Predictably, I'm not buying it.  But that still leaves the question of what the beam actually is.  For that, let's turn not to an "occult researcher," but to a real scientist -- Jonathon Hill, research technician for the Mars Space Flight Facility at Arizona State University.  Hill, who specializes in image analysis, says that the beam is nothing more than a digital camera glitch.

What happened, explains Hill, is that Siliezar snapped the photo just as a lightning flash occurred, and the intensity of the flash "...caused the camera's CCD sensor to behave in an unusual way, either causing an entire column of pixels to offset their values or causing an internal reflection [off the] camera lens that was recorded by the sensor."  This created the appearance of a bright column on the image.  But how can he be sure of this?

Well, it turns out if you examine an enlarged copy of the image on Photoshop, you find that the beam is perfectly vertical on the image - not one pixel's variation.  I don't know about you, but that strikes me as pretty hard to explain if you think it's a photograph of a real beam of light.  It certainly struck Hill, who figured all this out, that way.  "That's a little suspicious since it's very unlikely that the gentleman who took this picture would have his handheld iPhone camera positioned exactly parallel to the 'light beam' down to the pixel level," Hill told reporters.

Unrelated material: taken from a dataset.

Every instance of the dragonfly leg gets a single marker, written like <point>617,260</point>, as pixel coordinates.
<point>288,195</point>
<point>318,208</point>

So, there you have it, not that it will convince the woo-woos.  In an interesting but clearly non-meaningful coincidence, I was just chatting with a student yesterday about what all the woo-woos are going to do when December 22, 2012 rolls around, and Quetzalcoatl hasn't reappeared, and our general take on it was that they'll just come up with some kind of bullshit recalculation of the date, and a few months later we'll have to go through it all again.  Because that is, after all, what it's all about -- being a woo-woo means never having to say you're sorry.